Why are you trying to do internet installs??????

Common sense says if you can't do a direct install you should download and save the file and run locally.

If you can't save the file and install locally you may have additional problems that need to be fixed.

 

Sorry for not being clear I'll slow down a bit and make sure I get everything right, yes I was doing local installs, the only thing non-local was the Kaspersky Online Scanner. I downloaded Both Spybot and Adware-SE. Adware SE installed but cannot download the updates from their site. Spybot would not install with the auto-update box checked but would without. (After I tried that now) Spybot is not connecting to the site to download updates and the main program of spybot is not even coming up. Also when I was trying to get to the home page of Spybot it is not loading the page. I also had problems connecting to lavasofts page too, I would get redirected to other sites when trying to connect to it as well. (Something like http://results.googleadservices.com/)

(Also, I think Macafee has been detecting a few reoccurring advertising cookies in my "C:\Documents and Settings\Vash\Cookies" folder.)

 

OK, thanks for that. Makes more sense now.

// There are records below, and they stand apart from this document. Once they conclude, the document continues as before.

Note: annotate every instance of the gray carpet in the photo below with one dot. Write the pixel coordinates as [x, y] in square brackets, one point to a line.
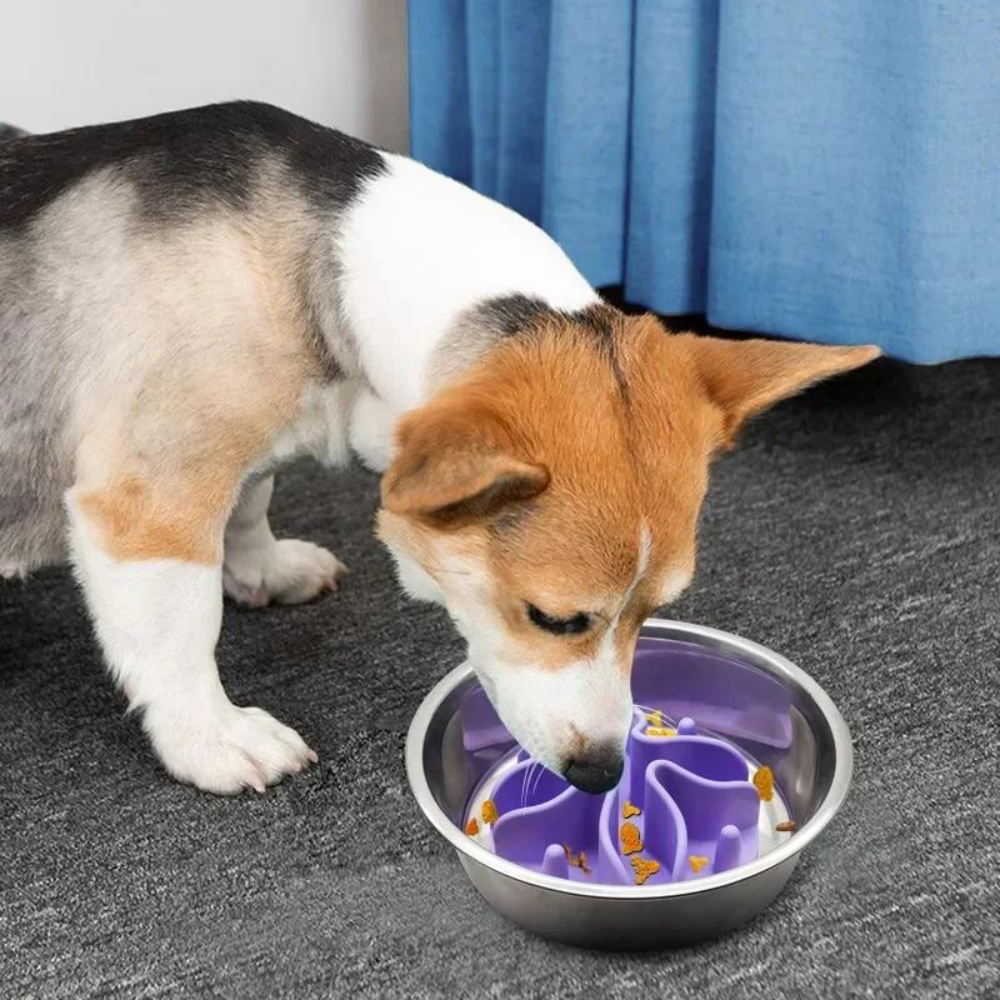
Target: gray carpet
[856, 531]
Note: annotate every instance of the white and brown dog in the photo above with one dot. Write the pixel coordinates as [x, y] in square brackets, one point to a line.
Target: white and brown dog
[190, 300]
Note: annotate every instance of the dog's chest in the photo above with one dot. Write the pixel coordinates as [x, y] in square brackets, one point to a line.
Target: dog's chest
[319, 429]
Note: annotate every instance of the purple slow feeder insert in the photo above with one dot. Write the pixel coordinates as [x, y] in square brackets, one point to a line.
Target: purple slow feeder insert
[693, 789]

I would guess that you have some malware that is preventing Ad-aware and Spybot from getting updated.

My SOP on this is:

1)Try to get one pass run with Spybot and Ad-aware just to see what they can find.

2)If there's anything left over you might Google to see if there's some specific way to clean it.

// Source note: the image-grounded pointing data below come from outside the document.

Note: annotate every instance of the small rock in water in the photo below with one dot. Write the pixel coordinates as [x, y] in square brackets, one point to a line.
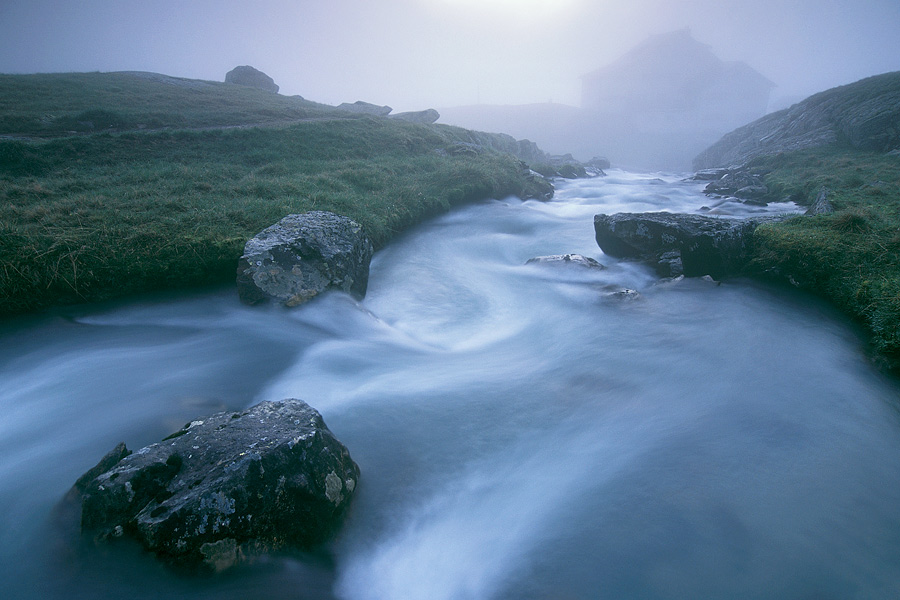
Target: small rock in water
[566, 259]
[625, 294]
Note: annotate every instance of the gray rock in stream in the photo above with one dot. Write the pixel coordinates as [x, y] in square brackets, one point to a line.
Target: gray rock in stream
[302, 256]
[566, 259]
[676, 244]
[224, 488]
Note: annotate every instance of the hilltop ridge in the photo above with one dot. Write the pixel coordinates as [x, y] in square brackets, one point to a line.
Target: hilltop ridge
[864, 115]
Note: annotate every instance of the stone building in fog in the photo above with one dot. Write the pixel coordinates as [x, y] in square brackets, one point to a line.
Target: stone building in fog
[672, 80]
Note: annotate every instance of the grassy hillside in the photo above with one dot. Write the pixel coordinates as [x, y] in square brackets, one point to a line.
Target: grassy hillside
[851, 257]
[159, 195]
[65, 103]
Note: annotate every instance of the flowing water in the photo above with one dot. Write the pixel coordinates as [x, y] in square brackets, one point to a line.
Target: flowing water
[522, 431]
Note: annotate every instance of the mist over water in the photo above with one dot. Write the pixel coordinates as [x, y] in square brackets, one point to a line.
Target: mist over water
[521, 432]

I can't read hijack this logs but there are some people who do it all day long.

The last time I had a really nasty spyware attach I spen a few hours reading the Stuff on Andy Manchesta's site and found something that matched. I used his suggestions to get it cleared, and promptly donated some $$$ to his site.

Good luck.

 

hmmm alright I'll give that a try and hope for the best, anyways thanks again.

 

Alls good, did a bit of searching, didn't really help much but was able to use proxies and download the updates manually and install them on my computer, got everything updated to most recent definitions, ran everything removed all the files that they found and restarted. Everything seems to be working now I can update all the things access the sits I couldn't =). Thanks again for the help for my previous problem and I'm glad everything is working great now.